No sooner do I post about Indonesia than I see a story about East Timor. Background:

East timor

The Democratic Republic of Timor-Leste. They’re having elections again, parliamentary this time, not Presidential. Last year Jose Ramos-Horta, former Foreign Minister-then-Prime Minister, won (resoundingly) that one, succeeding clear hero of independence Xanana Gusmao who is now running for Prime Minister in these parliamentary elections. To be fair they only won independence in 2002, suffered rampaging militant loyalists and UN intervention – a poor enough start for the first new nation of the century.

On to the story. With a PPP-adjusted GDP of USD800 per capita they’re among the poorer end of the nations of the world – according to the CIA factbook (2005). According to the IMF, GDP is USD1700, from 2004 estimates. Given that East Timor is pretty drought-prone, I wouldn’t be surprised.
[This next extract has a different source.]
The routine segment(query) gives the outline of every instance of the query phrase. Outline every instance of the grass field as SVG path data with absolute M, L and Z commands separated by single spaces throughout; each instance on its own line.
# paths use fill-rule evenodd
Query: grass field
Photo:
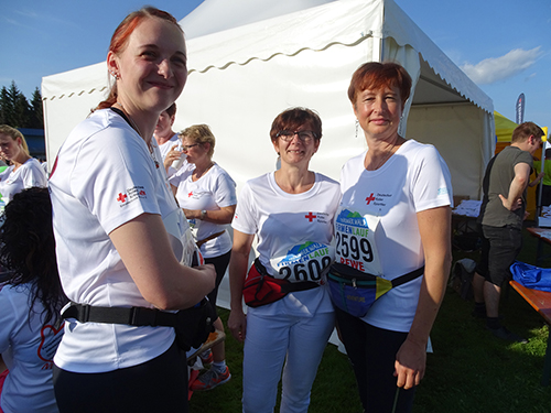
M 478 258 L 477 252 L 454 251 L 454 262 L 464 257 Z M 536 240 L 527 233 L 519 260 L 533 263 L 534 259 Z M 551 260 L 542 267 L 551 267 Z M 512 289 L 504 294 L 501 308 L 504 323 L 529 338 L 528 344 L 494 338 L 484 329 L 484 320 L 471 316 L 473 303 L 447 290 L 431 334 L 434 352 L 428 355 L 414 413 L 551 412 L 551 387 L 540 384 L 549 327 Z M 220 309 L 220 315 L 226 320 L 228 312 Z M 230 334 L 226 351 L 233 379 L 212 391 L 195 392 L 192 413 L 241 411 L 242 347 Z M 354 373 L 336 346 L 327 345 L 312 389 L 310 412 L 361 412 Z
So Ramos-Horta has said he wants to follow Hong Kong’s model of very low, very simple taxation. No estate taxes, stamp duties (such as they are) are due to be removed, earned-income taxation is simple and with very low marginal rates, as are corporate taxes on earned-income. Those two are just about it, and they’ve proved remarkably good at bringing prosperity to Hong Kong (being rented out by England and made a trade/finance hub helped, too…).

It’s pretty interesting. The differences between the two are substantial:

  • Hong Kong has few natural resources. East Timor has the Greater Sunrise gas field, worth around USD30bn. The sharing between East Timor and Australia has proved to be very entertaining (we tried to screw them over, and eventually settled for a very small share of the revenues).
  • Hong Kong is a technocracy; East Timor is a republic. More importantly, a republic that fought like hell for its independence, at the hands of the people (rather than the capitalists, distinguishing it also from the US). This will alter government intervention in markets and social infrastructure, which is minimal in Hong Kong.
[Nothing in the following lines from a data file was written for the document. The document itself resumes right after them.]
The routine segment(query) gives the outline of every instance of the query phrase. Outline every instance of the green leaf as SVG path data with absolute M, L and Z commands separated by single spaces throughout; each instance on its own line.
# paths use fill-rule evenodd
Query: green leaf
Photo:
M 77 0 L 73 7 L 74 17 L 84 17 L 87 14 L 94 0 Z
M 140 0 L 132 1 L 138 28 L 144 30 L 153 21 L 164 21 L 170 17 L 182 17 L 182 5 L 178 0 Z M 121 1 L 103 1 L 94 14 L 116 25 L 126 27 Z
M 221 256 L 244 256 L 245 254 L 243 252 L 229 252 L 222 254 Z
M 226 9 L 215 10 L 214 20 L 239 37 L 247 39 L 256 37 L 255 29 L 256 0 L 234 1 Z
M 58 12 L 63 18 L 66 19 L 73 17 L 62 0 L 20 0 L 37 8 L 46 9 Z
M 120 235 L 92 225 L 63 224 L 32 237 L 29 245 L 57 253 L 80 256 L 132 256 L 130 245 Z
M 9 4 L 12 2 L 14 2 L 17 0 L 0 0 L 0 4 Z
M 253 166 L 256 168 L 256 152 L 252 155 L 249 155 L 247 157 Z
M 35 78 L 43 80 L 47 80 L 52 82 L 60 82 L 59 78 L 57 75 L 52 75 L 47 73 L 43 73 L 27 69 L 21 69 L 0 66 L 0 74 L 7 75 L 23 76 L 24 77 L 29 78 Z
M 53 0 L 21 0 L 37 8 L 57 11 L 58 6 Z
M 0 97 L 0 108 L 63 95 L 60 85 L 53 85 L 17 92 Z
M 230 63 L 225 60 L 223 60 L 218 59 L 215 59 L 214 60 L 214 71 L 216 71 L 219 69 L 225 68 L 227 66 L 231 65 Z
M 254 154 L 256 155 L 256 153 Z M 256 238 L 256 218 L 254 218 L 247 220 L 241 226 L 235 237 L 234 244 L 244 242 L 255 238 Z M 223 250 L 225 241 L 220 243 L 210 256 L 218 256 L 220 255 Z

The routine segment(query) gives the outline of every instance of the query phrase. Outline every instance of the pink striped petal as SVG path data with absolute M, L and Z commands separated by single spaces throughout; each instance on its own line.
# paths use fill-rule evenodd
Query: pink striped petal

So slightly different. Ramos-Horta wants to use the oil and gas reserves – a common treasury – to rebuild after Indonesian loyalists laid waste to what infrastructure they had. By doing this with those revenues, and keeping the tax system very neat and simple, he’s setting East Timor up for the sort of streamlined capitalist economy that Hong Kong has. Which may or may not work as well as it did there. It certainly won’t work out as badly as other nations – say, Nauru or Liechtenstein – but it has to start from scratch, without a British Empire on one side and China on the other, to build there first.

Also, the best coffee comes from East Timor. Buy some if you ever see it.